Each Subcommittee Chair, or designee, shall provide a verbal report at Executive Committee meetings. Such reports should include, but not be limited to, status and progress of the projects being handled; results of votes taken; next steps and action required by the Executive Committee and/or general membership.

Section 4:

Standing Subcommittees include those listed below and may be amended by the Executive Committee:

  1. Event Task Force
  2. Marketing and Outreaching
  3. Community/Public Relationships
  4. Education/Schools
  5. Membership Database
  6. Website Management
  7. Fund Raising


Section 1:

The officers of the CAAN Executive Committee shall be a President or Co-Presidents, one Vice President, a Secretary, and a Treasurer.

Section 2:

Elections for Officer positions should be held at the annual meeting. Vacancies can be appointed by the President of the Executive Committee, where possible, to fill the remaining term. Alternatively, vacancies can be filled by majority vote of the Executive Committee.
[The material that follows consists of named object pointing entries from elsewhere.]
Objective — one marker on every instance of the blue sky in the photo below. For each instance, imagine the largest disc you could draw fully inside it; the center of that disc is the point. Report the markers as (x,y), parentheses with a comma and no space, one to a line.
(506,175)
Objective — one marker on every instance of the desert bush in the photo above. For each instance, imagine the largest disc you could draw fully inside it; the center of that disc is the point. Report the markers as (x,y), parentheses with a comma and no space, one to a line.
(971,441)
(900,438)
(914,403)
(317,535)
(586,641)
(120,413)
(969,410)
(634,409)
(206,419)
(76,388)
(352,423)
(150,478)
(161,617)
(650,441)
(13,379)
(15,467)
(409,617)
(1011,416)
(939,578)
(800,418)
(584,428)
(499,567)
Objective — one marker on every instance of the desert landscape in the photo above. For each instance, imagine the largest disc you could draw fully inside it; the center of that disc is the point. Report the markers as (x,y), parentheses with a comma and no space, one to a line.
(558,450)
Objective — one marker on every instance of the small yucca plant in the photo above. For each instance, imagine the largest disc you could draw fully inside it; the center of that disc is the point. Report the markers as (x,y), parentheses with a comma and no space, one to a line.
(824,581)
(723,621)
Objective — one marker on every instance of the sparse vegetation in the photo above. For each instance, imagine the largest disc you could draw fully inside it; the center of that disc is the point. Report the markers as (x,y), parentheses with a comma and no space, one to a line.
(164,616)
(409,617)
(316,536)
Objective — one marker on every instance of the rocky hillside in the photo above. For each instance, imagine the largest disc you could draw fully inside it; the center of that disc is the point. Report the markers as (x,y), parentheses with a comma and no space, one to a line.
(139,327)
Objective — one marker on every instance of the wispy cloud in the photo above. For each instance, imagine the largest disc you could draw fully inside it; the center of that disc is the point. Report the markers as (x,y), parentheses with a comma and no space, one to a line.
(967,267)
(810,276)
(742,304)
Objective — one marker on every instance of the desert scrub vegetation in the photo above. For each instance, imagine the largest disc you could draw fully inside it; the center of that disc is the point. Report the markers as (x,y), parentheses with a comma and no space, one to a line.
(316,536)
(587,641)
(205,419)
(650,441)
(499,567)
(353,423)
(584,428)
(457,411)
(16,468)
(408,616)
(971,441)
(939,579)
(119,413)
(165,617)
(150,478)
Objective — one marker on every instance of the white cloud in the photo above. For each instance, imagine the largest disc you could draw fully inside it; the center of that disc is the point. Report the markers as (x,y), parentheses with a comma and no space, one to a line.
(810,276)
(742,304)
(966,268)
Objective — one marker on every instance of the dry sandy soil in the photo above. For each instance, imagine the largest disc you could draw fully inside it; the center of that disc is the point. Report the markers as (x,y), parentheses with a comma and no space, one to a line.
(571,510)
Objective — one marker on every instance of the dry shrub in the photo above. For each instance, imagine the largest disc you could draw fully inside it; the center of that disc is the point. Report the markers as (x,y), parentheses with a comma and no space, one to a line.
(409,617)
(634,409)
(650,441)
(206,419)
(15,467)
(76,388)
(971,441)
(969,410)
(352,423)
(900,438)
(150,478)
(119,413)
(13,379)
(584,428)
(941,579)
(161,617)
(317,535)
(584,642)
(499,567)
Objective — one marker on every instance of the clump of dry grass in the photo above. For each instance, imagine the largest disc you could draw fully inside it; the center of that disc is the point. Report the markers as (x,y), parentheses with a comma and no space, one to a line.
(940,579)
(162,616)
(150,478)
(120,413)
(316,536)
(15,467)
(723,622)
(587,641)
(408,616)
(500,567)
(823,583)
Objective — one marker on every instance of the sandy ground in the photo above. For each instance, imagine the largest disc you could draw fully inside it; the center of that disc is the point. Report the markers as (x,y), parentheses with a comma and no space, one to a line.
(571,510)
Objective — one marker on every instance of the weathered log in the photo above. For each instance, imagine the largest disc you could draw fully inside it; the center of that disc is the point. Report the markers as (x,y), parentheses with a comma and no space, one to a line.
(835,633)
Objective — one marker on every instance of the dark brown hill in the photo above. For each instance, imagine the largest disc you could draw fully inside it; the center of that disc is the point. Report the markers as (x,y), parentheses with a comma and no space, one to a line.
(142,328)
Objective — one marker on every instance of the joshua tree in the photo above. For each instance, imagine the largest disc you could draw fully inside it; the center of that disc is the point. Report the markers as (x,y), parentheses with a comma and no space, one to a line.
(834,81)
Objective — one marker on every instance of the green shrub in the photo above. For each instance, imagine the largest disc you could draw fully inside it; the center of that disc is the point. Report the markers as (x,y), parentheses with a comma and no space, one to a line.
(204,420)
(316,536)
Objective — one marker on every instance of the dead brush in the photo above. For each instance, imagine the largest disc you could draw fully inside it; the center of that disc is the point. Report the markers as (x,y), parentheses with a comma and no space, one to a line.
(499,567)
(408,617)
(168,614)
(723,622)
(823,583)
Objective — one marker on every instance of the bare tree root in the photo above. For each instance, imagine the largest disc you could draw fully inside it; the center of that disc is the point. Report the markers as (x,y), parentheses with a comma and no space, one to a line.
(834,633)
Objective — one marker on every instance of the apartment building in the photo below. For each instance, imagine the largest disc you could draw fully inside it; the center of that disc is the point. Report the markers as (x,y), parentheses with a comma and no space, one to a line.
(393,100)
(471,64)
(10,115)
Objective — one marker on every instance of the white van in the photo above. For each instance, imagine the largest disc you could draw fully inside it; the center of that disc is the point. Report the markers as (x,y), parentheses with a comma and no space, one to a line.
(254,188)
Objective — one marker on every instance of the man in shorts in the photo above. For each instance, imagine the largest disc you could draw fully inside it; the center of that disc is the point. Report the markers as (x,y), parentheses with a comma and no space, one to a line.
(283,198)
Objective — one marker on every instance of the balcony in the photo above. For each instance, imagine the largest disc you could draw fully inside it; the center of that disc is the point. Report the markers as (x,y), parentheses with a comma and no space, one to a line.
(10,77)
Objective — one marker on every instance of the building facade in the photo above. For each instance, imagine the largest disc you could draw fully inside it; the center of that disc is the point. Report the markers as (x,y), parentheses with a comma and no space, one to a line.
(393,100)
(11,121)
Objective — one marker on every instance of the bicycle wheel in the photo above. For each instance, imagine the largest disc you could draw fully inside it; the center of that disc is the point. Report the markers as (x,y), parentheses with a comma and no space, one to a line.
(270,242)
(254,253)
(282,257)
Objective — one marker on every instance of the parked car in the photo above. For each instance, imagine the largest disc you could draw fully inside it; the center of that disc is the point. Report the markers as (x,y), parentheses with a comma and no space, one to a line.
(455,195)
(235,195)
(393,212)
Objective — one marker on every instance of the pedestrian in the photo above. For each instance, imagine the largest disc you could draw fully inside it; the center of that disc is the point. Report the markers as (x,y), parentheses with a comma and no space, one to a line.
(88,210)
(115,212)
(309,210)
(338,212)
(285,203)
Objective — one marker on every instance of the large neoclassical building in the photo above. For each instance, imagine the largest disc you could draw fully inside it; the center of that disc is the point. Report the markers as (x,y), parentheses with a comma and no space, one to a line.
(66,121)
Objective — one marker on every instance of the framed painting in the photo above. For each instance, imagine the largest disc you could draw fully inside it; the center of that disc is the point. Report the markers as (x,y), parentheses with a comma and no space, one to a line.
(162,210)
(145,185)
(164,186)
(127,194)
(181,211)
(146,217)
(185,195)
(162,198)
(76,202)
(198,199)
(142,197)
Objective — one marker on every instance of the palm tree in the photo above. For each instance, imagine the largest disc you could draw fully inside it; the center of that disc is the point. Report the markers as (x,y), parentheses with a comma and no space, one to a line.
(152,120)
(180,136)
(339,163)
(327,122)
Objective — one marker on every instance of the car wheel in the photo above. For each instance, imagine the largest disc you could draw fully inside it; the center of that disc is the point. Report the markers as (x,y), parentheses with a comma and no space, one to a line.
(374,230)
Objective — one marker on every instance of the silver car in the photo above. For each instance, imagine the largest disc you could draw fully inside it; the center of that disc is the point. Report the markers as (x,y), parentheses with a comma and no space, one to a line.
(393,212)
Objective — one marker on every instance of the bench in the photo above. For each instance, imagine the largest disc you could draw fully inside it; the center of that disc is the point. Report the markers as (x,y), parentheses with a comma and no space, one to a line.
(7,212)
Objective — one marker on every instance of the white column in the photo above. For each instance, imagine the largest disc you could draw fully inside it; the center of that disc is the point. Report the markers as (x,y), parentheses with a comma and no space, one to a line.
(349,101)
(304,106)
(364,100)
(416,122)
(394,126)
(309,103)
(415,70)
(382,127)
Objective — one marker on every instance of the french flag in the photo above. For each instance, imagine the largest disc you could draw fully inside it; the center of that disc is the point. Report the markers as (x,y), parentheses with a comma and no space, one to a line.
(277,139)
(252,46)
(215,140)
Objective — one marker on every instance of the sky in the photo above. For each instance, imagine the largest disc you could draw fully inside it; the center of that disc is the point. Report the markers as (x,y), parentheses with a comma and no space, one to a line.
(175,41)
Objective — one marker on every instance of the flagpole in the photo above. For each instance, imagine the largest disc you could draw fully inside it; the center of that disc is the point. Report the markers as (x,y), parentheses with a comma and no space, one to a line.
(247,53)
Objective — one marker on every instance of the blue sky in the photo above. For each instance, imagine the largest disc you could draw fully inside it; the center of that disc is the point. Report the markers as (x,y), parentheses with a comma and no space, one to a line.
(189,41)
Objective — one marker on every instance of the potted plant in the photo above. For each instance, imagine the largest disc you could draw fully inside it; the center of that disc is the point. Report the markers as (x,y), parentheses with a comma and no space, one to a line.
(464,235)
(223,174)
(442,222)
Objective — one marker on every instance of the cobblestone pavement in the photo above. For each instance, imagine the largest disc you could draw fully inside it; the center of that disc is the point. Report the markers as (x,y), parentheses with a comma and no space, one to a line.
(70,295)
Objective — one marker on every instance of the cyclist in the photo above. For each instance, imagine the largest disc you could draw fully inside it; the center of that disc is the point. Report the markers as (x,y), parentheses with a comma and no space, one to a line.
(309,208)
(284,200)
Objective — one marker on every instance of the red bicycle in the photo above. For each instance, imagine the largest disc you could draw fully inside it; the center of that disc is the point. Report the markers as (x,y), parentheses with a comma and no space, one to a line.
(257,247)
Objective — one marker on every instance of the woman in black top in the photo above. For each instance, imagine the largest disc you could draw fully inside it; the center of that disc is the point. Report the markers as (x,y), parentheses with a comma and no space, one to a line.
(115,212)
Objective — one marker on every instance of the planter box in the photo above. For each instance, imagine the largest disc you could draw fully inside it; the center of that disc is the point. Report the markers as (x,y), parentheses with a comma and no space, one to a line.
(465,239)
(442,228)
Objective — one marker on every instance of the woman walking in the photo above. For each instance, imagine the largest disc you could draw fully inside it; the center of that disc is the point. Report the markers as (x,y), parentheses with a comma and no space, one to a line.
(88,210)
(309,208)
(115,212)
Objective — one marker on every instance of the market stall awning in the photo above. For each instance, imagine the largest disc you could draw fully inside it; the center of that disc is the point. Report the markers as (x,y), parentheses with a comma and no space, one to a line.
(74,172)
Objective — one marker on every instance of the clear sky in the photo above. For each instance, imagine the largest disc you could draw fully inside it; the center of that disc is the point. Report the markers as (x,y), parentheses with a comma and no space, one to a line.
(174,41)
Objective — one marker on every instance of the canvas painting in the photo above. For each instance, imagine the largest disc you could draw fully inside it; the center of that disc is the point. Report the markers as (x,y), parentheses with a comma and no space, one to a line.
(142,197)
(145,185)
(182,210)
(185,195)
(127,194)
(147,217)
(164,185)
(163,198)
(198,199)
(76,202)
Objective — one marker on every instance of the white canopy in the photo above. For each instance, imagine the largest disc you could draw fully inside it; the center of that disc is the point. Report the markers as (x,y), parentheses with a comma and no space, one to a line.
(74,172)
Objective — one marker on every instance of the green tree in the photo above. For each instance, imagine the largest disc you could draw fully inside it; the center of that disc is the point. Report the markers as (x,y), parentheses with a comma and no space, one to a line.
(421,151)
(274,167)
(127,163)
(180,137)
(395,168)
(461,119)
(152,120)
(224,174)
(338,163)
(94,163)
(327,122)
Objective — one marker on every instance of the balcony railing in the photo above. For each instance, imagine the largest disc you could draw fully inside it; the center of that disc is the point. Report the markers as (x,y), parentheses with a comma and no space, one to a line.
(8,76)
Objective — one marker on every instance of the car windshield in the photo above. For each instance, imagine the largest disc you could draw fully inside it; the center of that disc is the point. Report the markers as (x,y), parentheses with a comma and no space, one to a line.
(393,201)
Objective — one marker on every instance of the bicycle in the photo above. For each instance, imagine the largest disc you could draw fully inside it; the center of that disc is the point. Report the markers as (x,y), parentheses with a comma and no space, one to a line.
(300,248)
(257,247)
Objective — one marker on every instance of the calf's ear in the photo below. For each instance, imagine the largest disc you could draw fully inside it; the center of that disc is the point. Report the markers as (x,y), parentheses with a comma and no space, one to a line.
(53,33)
Officers shall be elected by voice vote, or ballot vote if needed, at the annual meeting regularly scheduled in August. In a contested race, the candidate receiving the majority of votes cast will be declared the winner.

To be eligible for re-election as an Executive Committee officer, he or she must actively attend at least 75% of the CAAN Executive Committee meetings held during their term.

Section 3:

A slate of candidates for election should be offered by an ad hoc Nominating Committee comprised of members selected by the President (or Co-Presidents). Each candidate will be introduced and given a brief opportunity to speak, if desired. Nominations for each officer will be taken from the floor and each nominated candidate will also have a brief opportunity to speak. Uncontested races will be voted as a single motion; contested races voted individually.

Section 4:

The following provisions shall govern the qualifications and eligibility of individuals to be CAAN officers:

  1. Each officer must be a member of the Association.
  2. Each officer is not eligible to serve more than two two-year terms in the same position, except in that situation where a qualified officer has agreed to extend his/her term in the absence of a qualified successor and as approved by a majority vote of the CAAN Executive Committee.
  3. In the event that there are two vacancies for co-president in any year, an interim President will be elected to fill a one-year term.

Section 5:

Officers shall assume their official duties following the close of the CAAN annual meeting and shall serve for a term of 2 years or until their successors are elected or appointed. Transitions to newly elected officers should be completed before the next meeting of the Executive Committee.

Section 6:

A vacancy occurring in the office of President shall be filled for the remainder of the unexpired term by the Vice President. A vacancy in any other office other than the President shall be filled by the Executive Committee.

Section 7:

When an Officer is not fulfilling the responsibilities of the office as prescribed in the bylaws, or engages in conduct which the Executive Committee determines to be injurious to the organization or its purposes, the Executive Committee may by a two-thirds (2/3) affirmative vote, take such action as it determines appropriate, which may include: (1) asking for the resignation of the officer: (2) making a formal recommendation that the officer be removed from office following a hearing conducted in accordance with due process outlined below.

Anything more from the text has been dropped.